At the same time, and ironically, what was equally 'modern" in the eyes of some people was a ruthless, pseudo-scientific attitude about ethnic and racial issues and the openly amoral manner in which certain governments began to deal with ethnic and political conflict. The genocides perpetrated in the Ottoman Empire against the Armenians and Greeks were the first manifestations of this, during and after the Great War.
The 1920s and 1930s saw the rise of new governments in Germany, the Soviet Union, and Japan that had no qualms about murdering millions of people in order to fulfill their political aims. This was, in one sense, a throwback to the most shockingly primitive behavior of which humans are capable. The lack of traditional religious morality or modern secular morality combined with the technological efficiency with which mass murders were committed represented a perverted version of "modernism."
In the Soviet Union, a massive famine was deliberately created for the purpose of imposing collectivized agriculture, a symbol of modernity and progress to Stalin and his henchmen. In Germany, the intention was to "improve" mankind by "purifying" it—by separating the "master race" from those in the population considered inferior, who were systematically exiled from Europe and mass-murdered on an unprecedented scale.
The Japanese similarly considered themselves a master race whose mission was to conquer the rest of Asia and reduce many of its inhabitants to a condition of semi-slavery. Like the Germans, the Japanese set up concentration camps and performed grisly medical experiments on the Chinese and others whom they considered inferior.

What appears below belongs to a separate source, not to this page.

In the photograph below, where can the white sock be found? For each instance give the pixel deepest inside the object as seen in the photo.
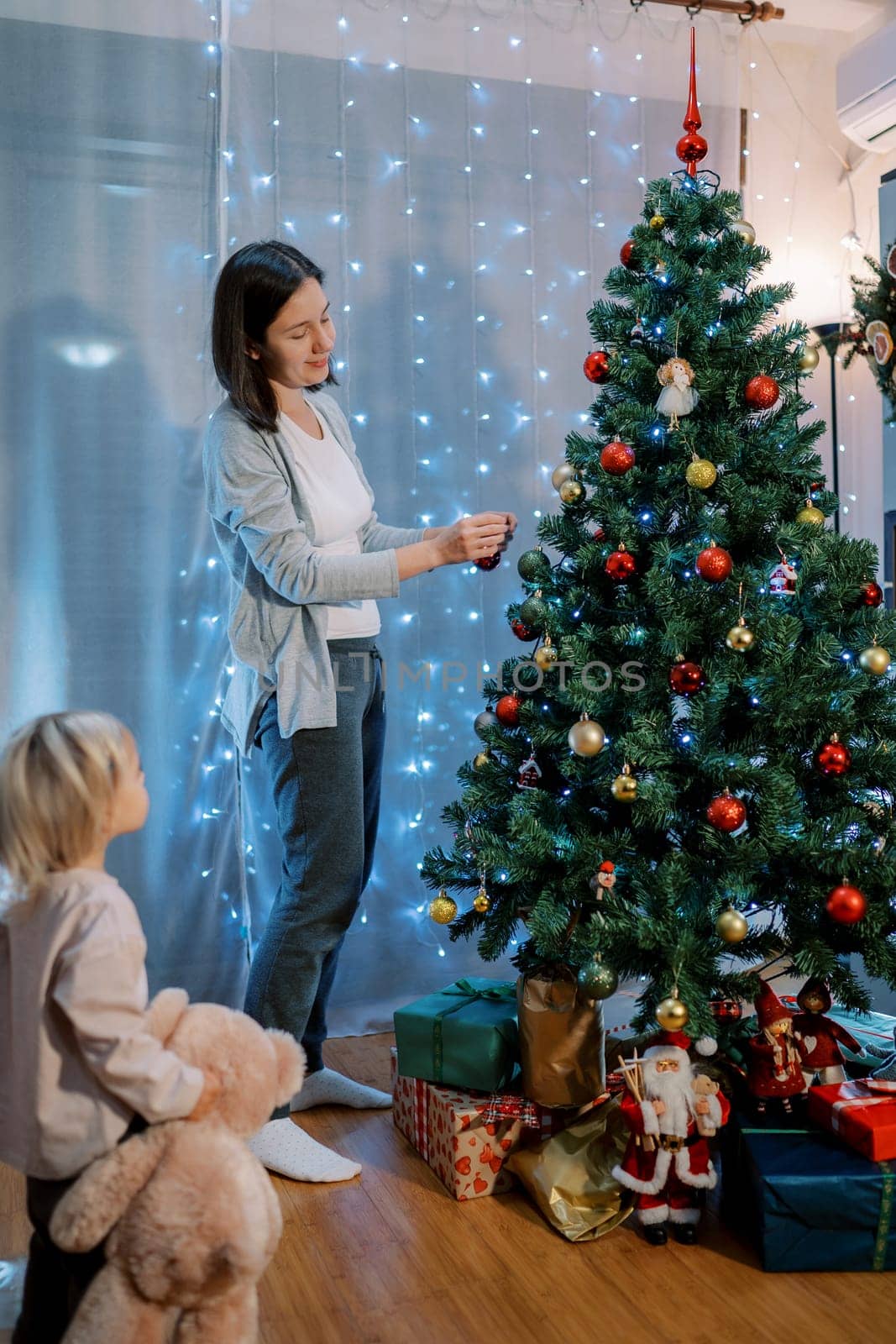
(286, 1149)
(327, 1088)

The massacres at Nanjing in 1937 were a form of genocide against the Chinese.
The benign advances in social attitudes in Britain, the United States, and other countries during this period would not have been possible without a reevaluation of traditional attitudes, including attitudes about religion and morality. That same rejection of tradition, arguably, was what made possible the complete amorality of the totalitarian governments of the period and their warped attempts to remake the world by eliminating those they considered inferior or dangerous. The word modern is in some sense a valid description of both social progress on the one hand and enormous evil on the other.